Getting a 0.5 on two term papers and zero on the other two are not just pranks and whimpers. It is sabotage! For that I hated English and Communication as GE courses in Pre Med.
And then wished my bike would run over that darn professor.
That wish never came. I never had the chance to smash the face of that prof, nor I was able to wreck his neck. For some miraculous reasons, I did finish the course without having to take removals. On the last day of our our class (which was also a mini speech competition with chocolates and free cinema tickets as prizes), he walk straight to me and told me
“You were one of my most improved students. I never thought I could turn such charcoals into diamond snippets that you are right now, speech wise. You owe yourself some chocolates and a movie! Thank that 0.5 you nut brain!“
Just like that…
But I have this copycat habit of emulating some mentors in an attempt to incorporate their traits while forming my true self. Let’s face it, we take the values and personality we like and junk the others we deemed “crazy”. And mentors, are icons whether we like it or not.
“Is that him? He looks like a bodybuilder to me than a professor.” I whispered to my seat mate. “Good morning!” came the booming voice over the classroom speakers. “I am Dr… and you are entering blah blah” The tall, muscled guy sounded like he’s going to mince us one by one. “…nobody said med school is easy. And being in the premier state university, you are expected to excel. So study harder…” The cool, smooth voice of this professor is surprisingly boring and frank. He means business and he is a no fun fare teacher. “He’s definitely making sure I’m par the slot I got in this premier medical school, or he’ll kick me out!”
“Hell no! I wouldn’t want him to do that! Not ever!“
“I want to be like this professor.” No, not his macho image nor his stern look. His frankness and no holds barred attitude is worth emulating. I thought he was a surgeon. But he is not. He devoted his time after med school to learn how to make medical students learn. On a very young age, he’s quite making an impression. “You flunk any of the exams. You better study harder.” So coming in to his office means you’re in trouble. At least for the time being.

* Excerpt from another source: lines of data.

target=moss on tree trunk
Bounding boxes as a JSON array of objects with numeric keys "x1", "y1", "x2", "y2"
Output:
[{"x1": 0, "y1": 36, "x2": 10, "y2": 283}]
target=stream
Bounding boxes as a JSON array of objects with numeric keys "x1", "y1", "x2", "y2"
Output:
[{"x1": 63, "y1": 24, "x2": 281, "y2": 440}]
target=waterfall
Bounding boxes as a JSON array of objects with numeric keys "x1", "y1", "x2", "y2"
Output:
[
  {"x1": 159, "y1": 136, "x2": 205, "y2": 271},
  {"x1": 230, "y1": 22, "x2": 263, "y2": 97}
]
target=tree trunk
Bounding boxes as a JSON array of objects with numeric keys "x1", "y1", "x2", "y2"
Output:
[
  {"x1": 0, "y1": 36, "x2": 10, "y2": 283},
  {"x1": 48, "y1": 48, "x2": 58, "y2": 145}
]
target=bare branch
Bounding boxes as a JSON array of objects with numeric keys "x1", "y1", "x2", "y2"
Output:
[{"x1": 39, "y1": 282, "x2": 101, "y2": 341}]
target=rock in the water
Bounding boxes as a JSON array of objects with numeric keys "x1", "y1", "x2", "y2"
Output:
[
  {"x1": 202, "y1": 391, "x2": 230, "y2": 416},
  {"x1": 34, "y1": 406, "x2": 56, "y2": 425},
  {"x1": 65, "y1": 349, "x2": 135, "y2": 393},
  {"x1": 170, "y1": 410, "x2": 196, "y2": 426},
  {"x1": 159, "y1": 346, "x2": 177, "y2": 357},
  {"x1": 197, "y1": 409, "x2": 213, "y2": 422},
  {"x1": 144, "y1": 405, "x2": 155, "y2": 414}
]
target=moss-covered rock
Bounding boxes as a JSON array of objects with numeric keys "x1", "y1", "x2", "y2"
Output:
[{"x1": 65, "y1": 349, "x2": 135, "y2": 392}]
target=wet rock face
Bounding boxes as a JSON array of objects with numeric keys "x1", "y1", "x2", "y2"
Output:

For one whole semester of listening to his human anatomy and dissecting cadavers to no end, I am both scared and emulative of this professor. His brutal frankness scare the wits out of my brains. On the other hand, I liked his habit of telling the truth first and only. No dicing. When he talks, I make sure all my ears, including my brain, is listening. Even if I can only absorb a handful of medical information.
But his frankness is coupled with fairness. “I only record and calculate what scores you give me. You do the studying I do the grade calculations. Plain and simple.”Making sure you reflect the “results” you store in, is his concern. “You are actually grading yourself”. He told us in one didactics.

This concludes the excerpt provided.